George Lanier’s leadership in business and civic affairs extended beyond his beloved Valley. For example, he was a director of major professional organizations, such as Cotton Textile Institute, Cotton Duck Association, American Cotton Manufacturers Association, the Cotton Manufacturers Associations of Georgia and Alabama, and Textile Hall, Greenville, South Carolina.
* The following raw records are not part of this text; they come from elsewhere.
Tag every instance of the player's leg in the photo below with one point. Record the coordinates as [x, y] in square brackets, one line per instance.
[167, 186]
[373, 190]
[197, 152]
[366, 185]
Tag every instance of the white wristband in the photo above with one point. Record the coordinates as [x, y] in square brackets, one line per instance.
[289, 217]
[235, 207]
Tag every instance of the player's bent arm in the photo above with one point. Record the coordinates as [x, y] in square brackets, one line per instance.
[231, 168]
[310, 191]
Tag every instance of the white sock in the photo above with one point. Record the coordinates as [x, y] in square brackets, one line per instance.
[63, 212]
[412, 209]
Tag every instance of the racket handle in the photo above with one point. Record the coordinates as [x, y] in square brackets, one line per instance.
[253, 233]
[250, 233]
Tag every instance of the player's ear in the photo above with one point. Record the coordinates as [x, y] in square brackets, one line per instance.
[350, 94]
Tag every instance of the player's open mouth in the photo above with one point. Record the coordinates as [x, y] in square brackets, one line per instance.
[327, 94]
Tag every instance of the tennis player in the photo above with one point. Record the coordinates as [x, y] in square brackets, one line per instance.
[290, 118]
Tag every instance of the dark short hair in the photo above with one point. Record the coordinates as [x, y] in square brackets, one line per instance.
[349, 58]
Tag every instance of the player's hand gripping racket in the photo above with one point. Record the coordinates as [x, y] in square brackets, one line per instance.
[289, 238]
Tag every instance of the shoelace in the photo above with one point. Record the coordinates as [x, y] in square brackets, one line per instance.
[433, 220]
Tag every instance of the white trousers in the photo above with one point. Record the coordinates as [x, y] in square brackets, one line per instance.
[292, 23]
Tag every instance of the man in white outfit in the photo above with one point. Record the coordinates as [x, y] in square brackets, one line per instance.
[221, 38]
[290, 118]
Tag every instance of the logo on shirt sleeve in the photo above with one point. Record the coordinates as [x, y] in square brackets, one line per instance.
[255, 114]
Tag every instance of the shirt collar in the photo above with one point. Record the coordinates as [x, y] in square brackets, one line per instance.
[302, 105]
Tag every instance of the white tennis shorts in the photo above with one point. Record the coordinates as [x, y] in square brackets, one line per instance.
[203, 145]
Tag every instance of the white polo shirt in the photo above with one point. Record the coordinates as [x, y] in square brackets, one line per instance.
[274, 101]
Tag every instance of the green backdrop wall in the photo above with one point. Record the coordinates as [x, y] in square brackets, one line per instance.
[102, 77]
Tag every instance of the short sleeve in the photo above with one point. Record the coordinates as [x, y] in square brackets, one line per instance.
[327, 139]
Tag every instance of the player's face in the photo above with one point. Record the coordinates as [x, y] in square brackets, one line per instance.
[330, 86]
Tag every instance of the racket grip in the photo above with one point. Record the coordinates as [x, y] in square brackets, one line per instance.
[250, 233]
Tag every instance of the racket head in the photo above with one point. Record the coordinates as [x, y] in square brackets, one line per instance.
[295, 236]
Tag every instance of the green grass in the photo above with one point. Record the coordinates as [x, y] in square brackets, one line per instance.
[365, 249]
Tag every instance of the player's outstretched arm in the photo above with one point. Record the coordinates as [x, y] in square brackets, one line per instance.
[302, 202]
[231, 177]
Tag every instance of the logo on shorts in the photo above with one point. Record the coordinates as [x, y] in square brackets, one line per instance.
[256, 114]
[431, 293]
He was elected to serve as a member of the Alabama State Department of Education; as a director of the Alabama Department of Public Welfare; as a trustee for the Alabama School for the Deaf and Blind, and the Darlington School for Boys at Rome, Georgia. He was also a member of the Alabama Board of Industrial Relations Committee, the State Advisory Council of the Alabama Unemployment Compensation Commission, and the Advisory Board of the Alabama State Docks Commission.
George Lanier was not only vice president and director of the First National Bank of West Point but also a director of the First National Bank of Atlanta and the Trust Company of Georgia, and of the Atlanta and West Point Railroad Company and the Western Railway of Alabama.
George Huguley Lanier died on September 17, 1948. Continuing the policies of his father, George Lanier had, as President of West Point Manufacturing Company, devoted himself untiringly to the further development of “The Valley” – concentrating on improving the living and working conditions of the mill employees; on beautifying the villages; and on improving the educational opportunities of the people.
Magnanimous of heart, “Mr. George” had personally donated land on which a scout camp was built at Pine Mountain and a lot in West Point for the home of the Girl Scout Little House. He had helped many young men and women in the Valley to be able to attend college. Deeply religious by nature, he was for many years a deacon of the First Christian Church of West Point.
In every way, “Mr. George” had exerted a tremendous influence over the economic, social, and cultural development of “The Valley.”
As stated in The West Point News (September 23, 1948):
Few men have endeared themselves so profoundly and so universally to the people of a community as Mr. Lanier. His gentle spirit, his magnanimous heart, his deep personal concern for the welfare of the employees of his companies, his unbounded generosity, and his quiet but effective leadership, made him public friend and first citizen of the Valley.
“The Valley,” in particular, and Alabama in general, benefited from the progressive and caring attitude of George Huguley Lanier.